# **Assignment #1**

CS4379: Parallel and Concurrent Programming CS5379: Parallel Processing Spring 2020

Due Date: 2/6, 12:30 p.m., please submit a soft copy via Blackboard (preferred) or a hard copy in class. Late submissions are accepted till 2/11, 12:30 p.m., with 10% penalty each day. No submissions accepted after 2/11, 12:30 p.m.

Please name your submission file starting as "LastName\_FirstName\_HW1".

**Q1.** Please go to the Top 500 Supercomputers site (http://www.top500.org/) and list the **ten most powerful supercomputers** along with their FLOPS rating.

ANSWER: Information is retrieved via the following link: <a href="https://www.top500.org/lists/2019/11/">https://www.top500.org/lists/2019/11/</a>

| No | Supercomputers                                                                                                             | Linpack<br>Performance<br>(Rmax) | Theoretical Peak<br>(Rpeak) |
|----|----------------------------------------------------------------------------------------------------------------------------|----------------------------------|-----------------------------|
| 1  | Summit - IBM Power System<br>AC922, IBM POWER9 22C<br>3.07GHz, NVIDIA Volta<br>GV100, Dual-rail Mellanox EDR<br>Infiniband | 148,600 TFlop/s                  | 200,795 TFlop/s             |
| 2  | Sierra - IBM Power System<br>AC922, IBM POWER9 22C<br>3.1GHz, NVIDIA Volta GV100,<br>Dual-rail Mellanox EDR<br>Infiniband  | 94,640 TFlop/s                   | 125,712 TFlop/s             |
| 3  | Sunway TaihuLight - Sunway                                                                                                 | 93,014.6 TFlop/s                 | 125,436 TFlop/s             |

|    | MPP, Sunway SW26010 260C<br>1.45GHz, Sunway                                                                                                 |                  |                  |
|----|---------------------------------------------------------------------------------------------------------------------------------------------|------------------|------------------|
| 4  | Tianhe-2A - TH-IVB-FEP<br>Cluster, Intel Xeon E5-2692v2<br>12C 2.2GHz, TH Express-2,<br>Matrix-2000                                         | 61,444.5 TFlop/s | 100,679 TFlop/s  |
| 5  | Frontera - Dell C6420, Xeon<br>Platinum 8280 28C 2.7GHz,<br>Mellanox InfiniBand HDR                                                         | 23,516.4 TFlop/s | 38,745.9 TFlop/s |
| 6  | Piz Daint - Cray XC50, Xeon<br>E5-2690v3 12C 2.6GHz, Aries<br>interconnect, NVIDIA Tesla<br>P100                                            | 21,230 TFlop/s   | 27,154.3 TFlop/s |
| 7  | Trinity - Cray XC40, Xeon<br>E5-2698v3 16C 2.3GHz, Intel<br>Xeon Phi 7250 68C 1.4GHz,<br>Aries interconnect                                 | 20,158.7 TFlop/s | 41,461.2 TFlop/s |
| 8  | AI Bridging Cloud Infrastructure<br>(ABCI) - PRIMERGY CX2570<br>M4, Xeon Gold 6148 20C<br>2.4GHz, NVIDIA Tesla V100<br>SXM2, Infiniband EDR | 19,880 TFlop/s   | 32,576.6 TFlop/s |
| 9  | SuperMUC-NG - ThinkSystem<br>SD650, Xeon Platinum 8174 24C<br>3.1GHz, Intel Omni-Path                                                       | 19,476.6 TFlop/s | 26,873.9 TFlop/s |
| 10 | Lassen - IBM Power System<br>AC922, IBM POWER9 22C<br>3.1GHz, Dual-rail Mellanox<br>EDR Infiniband, NVIDIA Tesla<br>V100                    | 18,200 TFlop/s   | 23,047.2 TFlop/s |

**Q2.** Please list two examples of "parallel processing" you can think of in daily life. **ANSWER**:

- 1. Example 1: Walmart checkout can be considered as parallel processing where each counter is a processing unit, each customer is an input.
- 2. Example 2: Lubbock Driver License is another daily life example that illustrates parallel processing.
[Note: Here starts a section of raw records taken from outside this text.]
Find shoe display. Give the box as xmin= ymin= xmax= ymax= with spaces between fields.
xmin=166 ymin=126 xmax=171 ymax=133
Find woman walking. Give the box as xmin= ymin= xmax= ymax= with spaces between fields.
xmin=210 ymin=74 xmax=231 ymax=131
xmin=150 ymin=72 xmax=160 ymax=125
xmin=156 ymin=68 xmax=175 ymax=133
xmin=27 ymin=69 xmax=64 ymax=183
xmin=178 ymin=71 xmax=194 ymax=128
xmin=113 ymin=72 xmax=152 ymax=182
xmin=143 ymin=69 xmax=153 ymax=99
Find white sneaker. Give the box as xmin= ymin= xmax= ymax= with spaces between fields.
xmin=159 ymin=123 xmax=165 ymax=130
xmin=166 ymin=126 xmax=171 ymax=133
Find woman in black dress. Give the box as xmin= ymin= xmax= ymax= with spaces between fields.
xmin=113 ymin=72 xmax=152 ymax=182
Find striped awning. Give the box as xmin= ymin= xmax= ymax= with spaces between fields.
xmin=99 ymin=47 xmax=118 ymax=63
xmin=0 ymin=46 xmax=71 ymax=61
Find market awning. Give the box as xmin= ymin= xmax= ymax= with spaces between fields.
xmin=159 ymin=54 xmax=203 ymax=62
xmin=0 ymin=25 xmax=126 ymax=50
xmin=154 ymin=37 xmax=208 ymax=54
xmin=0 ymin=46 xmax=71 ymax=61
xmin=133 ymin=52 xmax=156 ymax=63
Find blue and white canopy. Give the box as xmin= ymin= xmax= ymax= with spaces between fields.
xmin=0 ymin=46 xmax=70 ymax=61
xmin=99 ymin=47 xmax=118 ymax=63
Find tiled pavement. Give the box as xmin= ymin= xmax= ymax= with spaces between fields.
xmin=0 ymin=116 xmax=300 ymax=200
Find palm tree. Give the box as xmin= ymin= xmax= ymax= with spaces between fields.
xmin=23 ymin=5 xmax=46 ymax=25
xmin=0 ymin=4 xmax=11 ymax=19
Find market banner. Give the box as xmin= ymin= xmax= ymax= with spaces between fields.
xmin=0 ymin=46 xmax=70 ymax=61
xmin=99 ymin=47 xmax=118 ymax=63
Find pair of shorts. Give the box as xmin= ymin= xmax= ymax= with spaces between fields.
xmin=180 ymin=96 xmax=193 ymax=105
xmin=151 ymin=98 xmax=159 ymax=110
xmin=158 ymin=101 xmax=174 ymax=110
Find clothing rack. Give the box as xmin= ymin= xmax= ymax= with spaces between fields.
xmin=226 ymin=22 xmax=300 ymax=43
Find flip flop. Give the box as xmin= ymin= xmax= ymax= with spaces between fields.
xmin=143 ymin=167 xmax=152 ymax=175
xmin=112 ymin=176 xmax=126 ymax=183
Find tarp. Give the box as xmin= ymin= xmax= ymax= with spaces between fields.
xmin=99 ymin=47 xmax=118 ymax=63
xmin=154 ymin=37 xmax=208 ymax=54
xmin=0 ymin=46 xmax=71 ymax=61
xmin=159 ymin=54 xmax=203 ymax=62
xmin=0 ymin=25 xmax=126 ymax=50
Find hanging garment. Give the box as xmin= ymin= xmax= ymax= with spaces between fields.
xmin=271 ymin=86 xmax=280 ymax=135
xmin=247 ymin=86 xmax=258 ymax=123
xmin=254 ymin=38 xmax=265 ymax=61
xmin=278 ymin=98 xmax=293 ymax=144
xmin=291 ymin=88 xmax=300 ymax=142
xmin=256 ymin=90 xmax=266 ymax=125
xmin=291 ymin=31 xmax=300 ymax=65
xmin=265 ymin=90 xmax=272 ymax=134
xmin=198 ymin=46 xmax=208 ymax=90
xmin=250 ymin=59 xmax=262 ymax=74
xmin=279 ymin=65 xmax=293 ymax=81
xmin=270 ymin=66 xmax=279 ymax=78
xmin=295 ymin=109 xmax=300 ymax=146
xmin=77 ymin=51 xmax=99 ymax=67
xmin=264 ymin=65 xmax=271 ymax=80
Upon getting a ticket, a customer will be directed to an officer whose previous job is done first. This type of parallel can be considered as a single stream, multiple processors

Q3. Please list two reasons you would argue for having parallel processing.

### **ANSWER:**

- 1. First parallel processing would significantly increase SPEED in performing unrelated tasks like examples in Q2. In this regard, each processing unit can work independently without affecting the reliability of the whole system
- 2. Second, parallel processing allows us to maximize utilizing CPUs use. According to Moore's law, CPU power doubles every 18 months, higher than that of memory speed (approximately 10%). Without parallel processing, there could be a waste in CPU utilization since the speed of CPU operation is faster than accessing memory (e.g., CPU has to wait for feeding the data from memory)

Q4. Please briefly explain the following acronyms/terminologies we discussed in class regarding parallel computer architectures: SISD, SIMD, MISD, MIMD, and SPMD.

### ANSWER

- 1. **SISD** (Single Instruction, Single Data): This is the model of serial Von Neumann machine where only one instruction stream is executed by the CPU during any clock cycle. In addition, only one data stream is fed as an input during any one clock cycle
- 2. **SIMD** (Single Instruction, Multiple Data) is an architecture where all processing units will execute the same instruction at any given clock cycle. Furthermore, each processing unit will operate on a different dataset element.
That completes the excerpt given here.